I have several time series of two variables over the course of one year (approx. 2.5k observations). I hypothesize one variable (x) acts as a potential predictor for the other variable (y). I looked for the period in which y is best described by x ("best" as in strongest Pearson), took the observations from just that optimal period, calculated the simple linear regression model and its parameters and predicted y upon all x. Hence, I have two y's over the same time series of one year - the observed and predicted, the latter being the result of the regression model calculated from the optimal period.
Now, I detected autocorrelation and heteroskedasticity in the data from the optimal period. For one example time series, see below the regression diagnostic plots and statistical test results inside them.
Top left plot: raw data in a scatterplot; top right plot: residuals vs indepedent varible (DW = Durbin Watson test and BG = Breusch-Godfrey test for autocorrelation); middle left: residuals vs fitted plot (BP = Breusch-Pagan test for heteroskedasticity); middle right: normal Q-Q plot (W = Shapiro-Wilk test and A = Anderson-Darling test for normality in residuals); bottom left: scale-location plot, bottom right: residuals vs leverage plot to detect outliers.
From the tests and visual inspection I can infer that there is autocorrelation and heteroskedasticity present in my data. I am somewhat stuck on how to proceed from here on. Especially, I would be glad about help on the following:
- Autocorrelation is common in time series data, which does not mean that I do not have to correct for it, I guess?
- Normality in residuals is not THAT important, especially for larger sample sizes. Sample sizes for my optimal periods have 240 observations as a minimum. Enough to put this issue off?
- For pure prediction purposes, which is what I am interested in mainly, I heard that regression disgnostics and their treatment do not offer much improvement for the predicted values, but are important for t- and F-statistics. Should I even worry about rectifying any issues revealed by the diagnostics if it is the forecasted y I am after?

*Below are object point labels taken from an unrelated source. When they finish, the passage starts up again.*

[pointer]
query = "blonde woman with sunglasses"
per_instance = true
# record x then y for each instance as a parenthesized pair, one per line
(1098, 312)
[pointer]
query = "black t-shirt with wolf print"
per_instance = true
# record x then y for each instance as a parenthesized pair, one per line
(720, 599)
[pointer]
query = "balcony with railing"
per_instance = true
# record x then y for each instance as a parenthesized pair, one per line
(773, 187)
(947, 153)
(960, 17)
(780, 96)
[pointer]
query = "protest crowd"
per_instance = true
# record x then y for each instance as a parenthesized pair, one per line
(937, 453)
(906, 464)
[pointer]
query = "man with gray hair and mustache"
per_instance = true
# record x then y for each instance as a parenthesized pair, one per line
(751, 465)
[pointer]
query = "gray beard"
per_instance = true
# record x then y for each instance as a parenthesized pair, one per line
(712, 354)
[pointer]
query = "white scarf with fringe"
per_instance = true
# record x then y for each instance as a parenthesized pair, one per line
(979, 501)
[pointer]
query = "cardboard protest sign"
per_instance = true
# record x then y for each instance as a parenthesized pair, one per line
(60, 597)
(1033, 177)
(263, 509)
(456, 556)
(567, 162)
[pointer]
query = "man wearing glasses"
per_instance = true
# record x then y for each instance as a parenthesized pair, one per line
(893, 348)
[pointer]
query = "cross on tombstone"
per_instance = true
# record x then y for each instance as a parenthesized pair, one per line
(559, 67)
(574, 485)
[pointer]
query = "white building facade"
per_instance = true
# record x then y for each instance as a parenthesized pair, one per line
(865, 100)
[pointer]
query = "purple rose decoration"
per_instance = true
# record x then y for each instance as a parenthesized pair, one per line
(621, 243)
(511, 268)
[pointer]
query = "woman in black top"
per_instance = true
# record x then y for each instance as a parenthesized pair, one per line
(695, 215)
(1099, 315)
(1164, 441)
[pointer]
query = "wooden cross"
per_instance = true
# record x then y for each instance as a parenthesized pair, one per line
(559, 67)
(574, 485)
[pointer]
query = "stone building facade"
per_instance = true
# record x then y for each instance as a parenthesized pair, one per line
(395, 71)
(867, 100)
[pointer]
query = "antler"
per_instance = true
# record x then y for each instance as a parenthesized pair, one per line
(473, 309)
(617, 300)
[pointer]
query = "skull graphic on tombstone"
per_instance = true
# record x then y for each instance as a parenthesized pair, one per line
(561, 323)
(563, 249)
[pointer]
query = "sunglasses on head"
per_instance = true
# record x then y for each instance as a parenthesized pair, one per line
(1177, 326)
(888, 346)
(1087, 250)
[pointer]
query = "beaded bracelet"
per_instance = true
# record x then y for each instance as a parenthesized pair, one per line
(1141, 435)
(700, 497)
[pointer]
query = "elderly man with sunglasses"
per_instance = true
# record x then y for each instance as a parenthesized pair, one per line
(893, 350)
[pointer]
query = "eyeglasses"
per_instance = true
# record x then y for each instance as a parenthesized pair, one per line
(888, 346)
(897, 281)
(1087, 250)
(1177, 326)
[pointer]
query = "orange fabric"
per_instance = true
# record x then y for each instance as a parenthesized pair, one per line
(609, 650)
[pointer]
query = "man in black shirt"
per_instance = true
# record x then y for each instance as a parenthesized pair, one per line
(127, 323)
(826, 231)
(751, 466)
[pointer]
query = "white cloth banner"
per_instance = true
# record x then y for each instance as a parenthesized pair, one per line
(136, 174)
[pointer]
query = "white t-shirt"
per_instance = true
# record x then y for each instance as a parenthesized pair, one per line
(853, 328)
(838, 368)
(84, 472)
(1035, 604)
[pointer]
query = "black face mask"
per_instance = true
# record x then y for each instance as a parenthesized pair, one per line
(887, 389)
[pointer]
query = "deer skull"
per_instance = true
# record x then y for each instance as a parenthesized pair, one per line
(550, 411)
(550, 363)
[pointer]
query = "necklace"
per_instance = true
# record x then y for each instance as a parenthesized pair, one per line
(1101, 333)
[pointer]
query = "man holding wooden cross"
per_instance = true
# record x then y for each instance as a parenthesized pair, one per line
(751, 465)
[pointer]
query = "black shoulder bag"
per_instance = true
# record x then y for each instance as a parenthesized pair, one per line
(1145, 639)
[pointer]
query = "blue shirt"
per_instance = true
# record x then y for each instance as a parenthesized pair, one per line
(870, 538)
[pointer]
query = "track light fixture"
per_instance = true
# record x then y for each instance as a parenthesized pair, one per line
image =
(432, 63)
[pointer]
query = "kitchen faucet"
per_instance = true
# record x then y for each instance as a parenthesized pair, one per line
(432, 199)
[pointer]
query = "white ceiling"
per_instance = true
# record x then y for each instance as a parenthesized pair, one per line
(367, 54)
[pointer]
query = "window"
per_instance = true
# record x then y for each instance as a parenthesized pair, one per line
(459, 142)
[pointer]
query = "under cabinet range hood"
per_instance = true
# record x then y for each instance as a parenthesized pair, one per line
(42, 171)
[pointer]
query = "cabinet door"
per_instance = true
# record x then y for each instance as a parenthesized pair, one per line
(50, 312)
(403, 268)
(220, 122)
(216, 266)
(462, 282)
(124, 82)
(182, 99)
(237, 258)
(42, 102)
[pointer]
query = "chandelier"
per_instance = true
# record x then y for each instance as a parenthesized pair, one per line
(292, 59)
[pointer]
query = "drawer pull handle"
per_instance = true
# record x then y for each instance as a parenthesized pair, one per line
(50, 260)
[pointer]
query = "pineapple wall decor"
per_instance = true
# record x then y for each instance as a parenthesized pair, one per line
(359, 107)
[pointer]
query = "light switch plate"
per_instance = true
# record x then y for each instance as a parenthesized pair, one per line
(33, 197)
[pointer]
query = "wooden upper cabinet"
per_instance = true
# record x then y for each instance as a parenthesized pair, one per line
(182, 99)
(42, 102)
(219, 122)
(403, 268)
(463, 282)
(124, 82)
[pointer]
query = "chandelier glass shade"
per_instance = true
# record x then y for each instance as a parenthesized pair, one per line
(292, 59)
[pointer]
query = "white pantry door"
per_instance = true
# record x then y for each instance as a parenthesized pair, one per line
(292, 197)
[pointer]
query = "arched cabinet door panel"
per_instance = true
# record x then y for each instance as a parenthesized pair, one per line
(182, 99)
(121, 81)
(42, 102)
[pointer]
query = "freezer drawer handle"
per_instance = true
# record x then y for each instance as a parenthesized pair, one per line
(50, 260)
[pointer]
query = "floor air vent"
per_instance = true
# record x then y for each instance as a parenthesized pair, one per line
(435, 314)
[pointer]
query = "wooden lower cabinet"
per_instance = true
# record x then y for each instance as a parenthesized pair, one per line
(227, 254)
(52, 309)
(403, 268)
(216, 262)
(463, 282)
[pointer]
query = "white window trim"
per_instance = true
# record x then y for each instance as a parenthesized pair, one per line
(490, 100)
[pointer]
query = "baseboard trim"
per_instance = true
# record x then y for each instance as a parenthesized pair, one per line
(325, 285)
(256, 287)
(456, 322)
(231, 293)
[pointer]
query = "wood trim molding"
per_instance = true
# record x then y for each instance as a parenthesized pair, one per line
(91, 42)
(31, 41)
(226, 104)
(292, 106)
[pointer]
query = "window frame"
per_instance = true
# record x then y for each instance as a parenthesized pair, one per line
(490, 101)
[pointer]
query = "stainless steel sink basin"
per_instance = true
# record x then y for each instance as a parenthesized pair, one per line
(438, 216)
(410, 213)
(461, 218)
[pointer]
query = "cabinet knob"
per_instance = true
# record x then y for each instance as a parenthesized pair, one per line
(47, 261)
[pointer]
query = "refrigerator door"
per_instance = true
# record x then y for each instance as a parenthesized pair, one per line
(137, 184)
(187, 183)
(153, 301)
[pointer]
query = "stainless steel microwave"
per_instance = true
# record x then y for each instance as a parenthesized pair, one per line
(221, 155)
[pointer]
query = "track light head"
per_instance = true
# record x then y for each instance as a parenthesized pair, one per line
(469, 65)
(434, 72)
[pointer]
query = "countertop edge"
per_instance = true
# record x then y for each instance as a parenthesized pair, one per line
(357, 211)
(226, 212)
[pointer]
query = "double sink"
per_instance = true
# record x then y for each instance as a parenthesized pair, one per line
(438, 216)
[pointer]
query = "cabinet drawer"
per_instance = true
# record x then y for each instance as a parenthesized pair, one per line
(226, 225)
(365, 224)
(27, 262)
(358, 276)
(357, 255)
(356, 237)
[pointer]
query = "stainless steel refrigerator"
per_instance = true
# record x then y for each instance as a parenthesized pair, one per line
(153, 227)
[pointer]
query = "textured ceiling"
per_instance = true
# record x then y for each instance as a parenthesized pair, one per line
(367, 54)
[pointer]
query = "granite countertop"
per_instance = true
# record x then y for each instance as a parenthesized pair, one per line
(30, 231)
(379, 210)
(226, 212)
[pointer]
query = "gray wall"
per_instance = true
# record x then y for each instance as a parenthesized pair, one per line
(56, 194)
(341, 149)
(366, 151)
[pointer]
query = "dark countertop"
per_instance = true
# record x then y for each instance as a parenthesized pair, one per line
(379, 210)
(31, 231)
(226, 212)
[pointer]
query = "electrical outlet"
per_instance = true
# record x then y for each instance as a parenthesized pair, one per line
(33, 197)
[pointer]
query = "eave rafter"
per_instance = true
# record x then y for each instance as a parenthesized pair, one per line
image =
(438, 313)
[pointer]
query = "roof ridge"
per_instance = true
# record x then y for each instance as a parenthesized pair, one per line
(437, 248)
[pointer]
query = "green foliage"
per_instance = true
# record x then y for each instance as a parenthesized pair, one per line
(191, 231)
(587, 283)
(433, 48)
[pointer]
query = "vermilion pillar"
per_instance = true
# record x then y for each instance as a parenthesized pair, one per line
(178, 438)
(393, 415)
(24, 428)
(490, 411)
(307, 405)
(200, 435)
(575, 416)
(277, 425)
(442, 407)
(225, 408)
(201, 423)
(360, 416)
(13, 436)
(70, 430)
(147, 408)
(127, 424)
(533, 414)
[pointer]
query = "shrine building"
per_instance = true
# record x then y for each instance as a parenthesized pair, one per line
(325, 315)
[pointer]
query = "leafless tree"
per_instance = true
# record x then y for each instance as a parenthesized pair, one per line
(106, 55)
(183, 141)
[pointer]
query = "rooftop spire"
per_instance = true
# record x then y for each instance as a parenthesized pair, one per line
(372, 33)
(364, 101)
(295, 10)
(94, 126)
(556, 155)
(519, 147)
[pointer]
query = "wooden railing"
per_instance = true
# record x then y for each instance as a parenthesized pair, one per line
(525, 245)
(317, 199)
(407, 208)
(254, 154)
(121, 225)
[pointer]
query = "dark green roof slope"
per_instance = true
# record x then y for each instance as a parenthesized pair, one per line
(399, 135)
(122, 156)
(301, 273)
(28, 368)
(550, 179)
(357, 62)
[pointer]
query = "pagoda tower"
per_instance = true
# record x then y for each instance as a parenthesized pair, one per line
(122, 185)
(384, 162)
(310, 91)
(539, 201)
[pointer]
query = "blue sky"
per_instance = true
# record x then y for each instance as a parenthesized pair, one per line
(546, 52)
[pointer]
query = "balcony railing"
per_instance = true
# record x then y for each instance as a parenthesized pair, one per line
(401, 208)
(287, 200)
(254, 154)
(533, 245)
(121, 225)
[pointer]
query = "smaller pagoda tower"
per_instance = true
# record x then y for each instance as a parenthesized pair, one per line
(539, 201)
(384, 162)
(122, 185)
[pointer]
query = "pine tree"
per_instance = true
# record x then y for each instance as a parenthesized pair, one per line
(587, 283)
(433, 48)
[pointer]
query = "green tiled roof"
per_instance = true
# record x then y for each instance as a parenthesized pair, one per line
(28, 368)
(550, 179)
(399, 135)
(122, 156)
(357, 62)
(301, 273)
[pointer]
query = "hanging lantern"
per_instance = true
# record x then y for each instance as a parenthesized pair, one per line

- Box-Cox transformation could help rectifying heteroskedasticity and the Cochrane–Orcutt, Hildreth-Lu, or First Differences Procedures can tackle autocorrelation, at least in theory. How can I know which problem to address first? Does remedying heteroskedasticity improve or worsen the autocorrelation situation, and vice versa? Is there a procedure that can alleviate both problems in one go (i.e. Newey-West estimator)?
The scatterplot indicates that the relationship is not very well described by a linear regression model and may potentially better fit a gls model in the first place. However, I would like to consistently apply a linear model to all my time series, even though they might not very well explain the distribution of the data. That in itself, would be an interesting outcome.
I am using the R environment for my analyses.